Sur l’étape 10, cette contradiction a éclaté au grand jour. Florian Lipowitz roulait en tête lorsqu’Evenepoel a connu un passage à vide dans la montée de catégorie 3. « J’ai arrêté de travailler dès que j’ai su qu’il avait été lâché » - a déclaré Lipowitz. Un équipier renonce à sa chance de victoire pour protéger le classement général de son leader. Le message est clair: l’équipe joue le podium, pas les étapes.
Cette stratégie défensive explique pourquoi Evenepoel n’a jamais gagné d’étape en ligne sur le Tour.
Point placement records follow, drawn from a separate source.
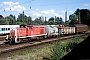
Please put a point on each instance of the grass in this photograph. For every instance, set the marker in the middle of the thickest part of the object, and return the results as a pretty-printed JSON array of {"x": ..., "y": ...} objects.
[{"x": 52, "y": 51}]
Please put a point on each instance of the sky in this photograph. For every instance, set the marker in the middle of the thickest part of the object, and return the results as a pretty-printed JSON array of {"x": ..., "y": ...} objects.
[{"x": 38, "y": 8}]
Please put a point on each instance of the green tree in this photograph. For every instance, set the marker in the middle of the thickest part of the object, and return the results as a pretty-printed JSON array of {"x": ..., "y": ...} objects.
[
  {"x": 22, "y": 19},
  {"x": 2, "y": 20},
  {"x": 51, "y": 21},
  {"x": 29, "y": 20}
]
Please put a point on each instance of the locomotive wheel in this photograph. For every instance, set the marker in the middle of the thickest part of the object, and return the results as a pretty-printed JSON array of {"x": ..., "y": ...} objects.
[{"x": 12, "y": 41}]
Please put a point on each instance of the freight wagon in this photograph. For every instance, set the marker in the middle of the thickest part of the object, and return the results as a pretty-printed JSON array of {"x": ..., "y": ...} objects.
[{"x": 40, "y": 32}]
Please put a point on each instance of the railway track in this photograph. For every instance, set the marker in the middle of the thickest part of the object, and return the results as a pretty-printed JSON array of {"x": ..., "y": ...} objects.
[{"x": 6, "y": 49}]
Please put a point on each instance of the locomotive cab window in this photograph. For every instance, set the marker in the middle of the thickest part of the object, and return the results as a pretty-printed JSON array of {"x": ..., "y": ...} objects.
[{"x": 8, "y": 28}]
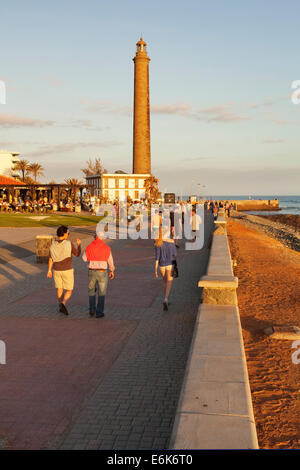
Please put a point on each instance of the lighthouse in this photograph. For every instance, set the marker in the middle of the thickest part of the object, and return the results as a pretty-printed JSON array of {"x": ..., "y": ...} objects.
[{"x": 141, "y": 113}]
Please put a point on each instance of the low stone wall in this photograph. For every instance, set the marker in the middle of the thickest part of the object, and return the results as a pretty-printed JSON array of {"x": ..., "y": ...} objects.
[
  {"x": 215, "y": 406},
  {"x": 256, "y": 205}
]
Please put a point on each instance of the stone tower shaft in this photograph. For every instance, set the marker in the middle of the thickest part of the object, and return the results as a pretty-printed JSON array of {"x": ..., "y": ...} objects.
[{"x": 141, "y": 116}]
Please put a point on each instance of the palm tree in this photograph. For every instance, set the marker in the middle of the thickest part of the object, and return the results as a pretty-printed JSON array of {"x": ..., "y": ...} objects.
[
  {"x": 36, "y": 170},
  {"x": 151, "y": 187},
  {"x": 73, "y": 183},
  {"x": 23, "y": 167}
]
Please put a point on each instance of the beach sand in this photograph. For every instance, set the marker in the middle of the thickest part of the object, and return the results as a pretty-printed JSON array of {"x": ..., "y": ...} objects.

À 4 minutes et 6 secondes de Pogacar - il n’a pas le luxe de partir à l’aventure. Chaque attaque hasardeuse pourrait lui coûter le podium. L’équipe préfère attendre les arrivées au sommet où le terrain dicte la sélection naturelle.
Ce que personne ne dit
La 20e étape - surnommée « l’étape reine » - passe par le Col de Sarenne après la Croix de Fer, le Télégraphe et le Galibier, avant de terminer à l’Alpe d’Huez. C’est là que se joue le Tour. Mais c’est aussi là qu’Evenepoel pourrait perdre plus qu’il ne gagnera. À 4 minutes et 6 secondes de Pogacar - il n’a pas le luxe de prendre des risques inconsidérés.
Ce mercredi, le peloton roule vers Nevers. Evenepoel reste à sa place. Troisième. L’attente continue.